# Saving private (and now censored) ryan



## Militant_Tiger (Feb 23, 2004)

I am sickened by the family groups who got this movie taken off of the air waves. These people are able to decide that because they don't like something, no one else should be able to see it. They are denying the exact same rights that the men in world war two were fighting for. If we cannot celebrate veterans day by watching a movie about war, especially one that depicts the horrors of battle, what will they take away next?

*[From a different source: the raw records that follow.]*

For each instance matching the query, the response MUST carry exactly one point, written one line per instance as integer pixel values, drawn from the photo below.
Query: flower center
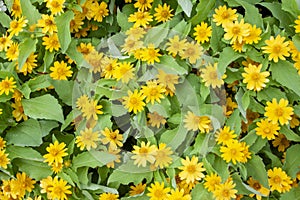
(191, 169)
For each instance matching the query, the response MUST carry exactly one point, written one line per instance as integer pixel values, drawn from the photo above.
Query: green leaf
(203, 9)
(34, 169)
(63, 30)
(5, 20)
(200, 193)
(92, 159)
(256, 168)
(25, 49)
(289, 134)
(27, 133)
(227, 56)
(292, 161)
(285, 74)
(186, 6)
(30, 12)
(23, 152)
(64, 89)
(170, 66)
(284, 17)
(43, 107)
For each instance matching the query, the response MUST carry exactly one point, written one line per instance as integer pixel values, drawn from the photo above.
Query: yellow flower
(211, 181)
(279, 180)
(138, 189)
(112, 137)
(258, 187)
(124, 72)
(254, 35)
(59, 189)
(153, 92)
(108, 196)
(131, 44)
(16, 10)
(236, 31)
(56, 152)
(144, 153)
(18, 112)
(143, 4)
(176, 46)
(2, 143)
(51, 42)
(5, 42)
(297, 26)
(255, 79)
(224, 16)
(281, 142)
(192, 51)
(140, 18)
(100, 11)
(150, 54)
(56, 6)
(233, 152)
(157, 191)
(29, 64)
(276, 48)
(136, 32)
(156, 120)
(47, 24)
(12, 52)
(7, 85)
(191, 169)
(202, 32)
(162, 156)
(167, 80)
(267, 129)
(225, 191)
(87, 139)
(178, 195)
(91, 110)
(60, 71)
(194, 122)
(211, 77)
(4, 160)
(163, 13)
(16, 26)
(279, 112)
(134, 101)
(225, 136)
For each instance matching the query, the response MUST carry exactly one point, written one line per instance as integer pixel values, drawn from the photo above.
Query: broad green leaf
(74, 54)
(186, 6)
(43, 107)
(5, 20)
(24, 153)
(292, 161)
(256, 168)
(34, 169)
(30, 12)
(285, 74)
(200, 193)
(170, 65)
(203, 9)
(27, 133)
(92, 159)
(64, 89)
(284, 17)
(63, 30)
(25, 49)
(227, 56)
(289, 134)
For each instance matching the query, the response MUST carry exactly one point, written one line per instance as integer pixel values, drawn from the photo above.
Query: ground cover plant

http://www.miami.com/mld/miamiherald/ne ... 209.htm?1c


----------



## mr.trooper (Aug 3, 2004)

I dont think they objected because they didnt like it. i think they objected because they didnt think it was appropriate to put that kind of Violence into the minds of the thoulsands of children that would see the program. Veterans day isnt about celebrating WAR. its about honoring tha brave for their actions.

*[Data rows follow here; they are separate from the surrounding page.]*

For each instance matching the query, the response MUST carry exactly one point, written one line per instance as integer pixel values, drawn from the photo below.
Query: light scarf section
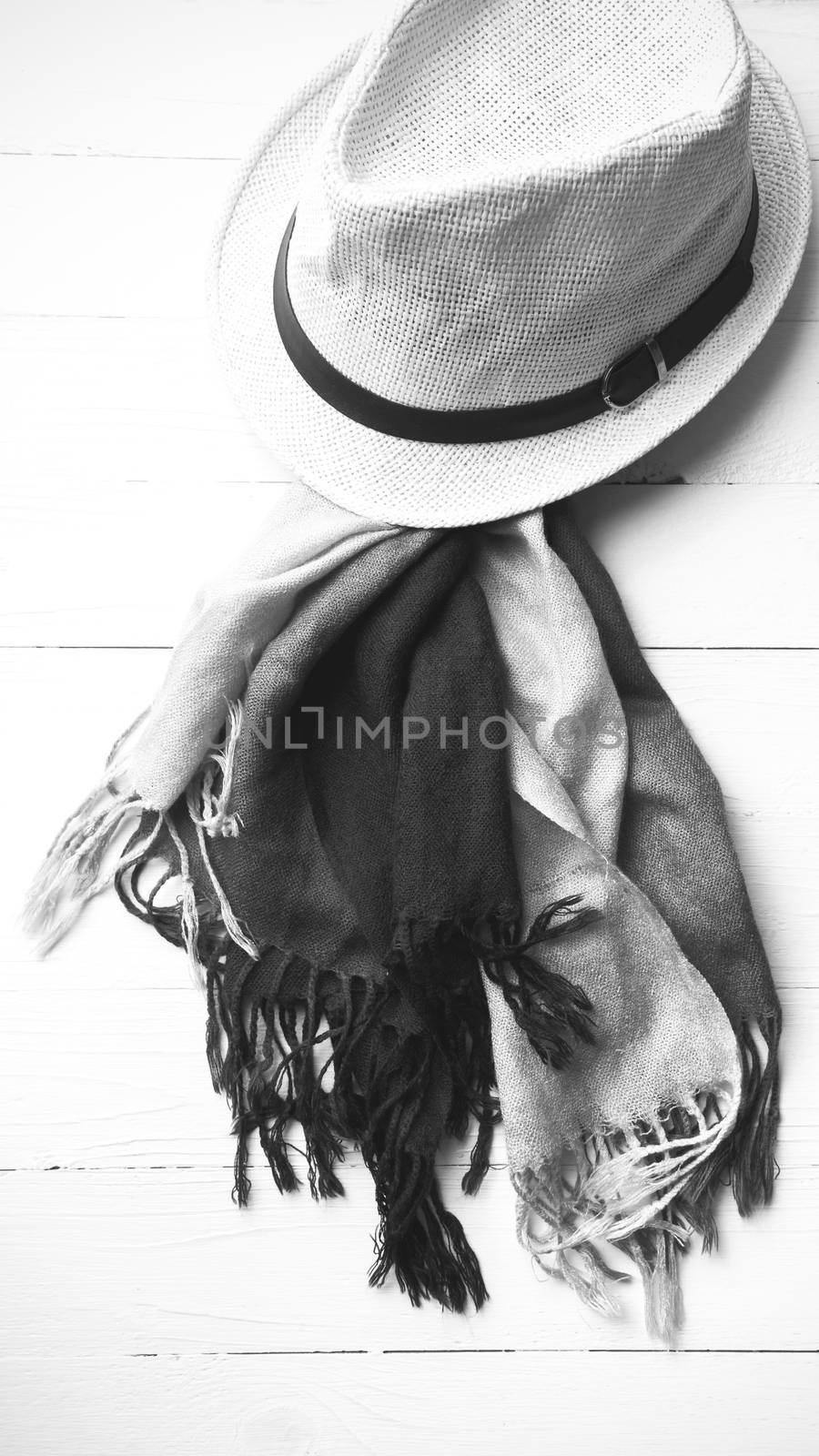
(405, 798)
(611, 1148)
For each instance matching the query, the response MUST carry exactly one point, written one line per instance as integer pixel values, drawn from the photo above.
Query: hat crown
(511, 194)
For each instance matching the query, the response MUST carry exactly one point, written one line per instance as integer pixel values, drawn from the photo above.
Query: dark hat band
(622, 386)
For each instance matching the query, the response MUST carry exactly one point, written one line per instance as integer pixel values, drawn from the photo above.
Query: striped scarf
(442, 852)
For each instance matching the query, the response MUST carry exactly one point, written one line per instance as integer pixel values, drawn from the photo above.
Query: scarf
(433, 841)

NONE of those honorable Soldiers would EVER want women or children to see what they went through. Just think about that for a second.


----------



## Militant_Tiger (Feb 23, 2004)

mr.trooper said:


> I dont think they objected because they didnt like it. i think they objected because they didnt think it was appropriate to put that kind of Violence into the minds of the thoulsands of children that would see the program. Veterans day isnt about celebrating WAR. its about honoring tha brave for their actions.
> 
> NONE of those honorable Soldiers would EVER want women or children to see what they went through. Just think about that for a second.


How do you expect anyone to honor the veterans if they do not know of their actions?


----------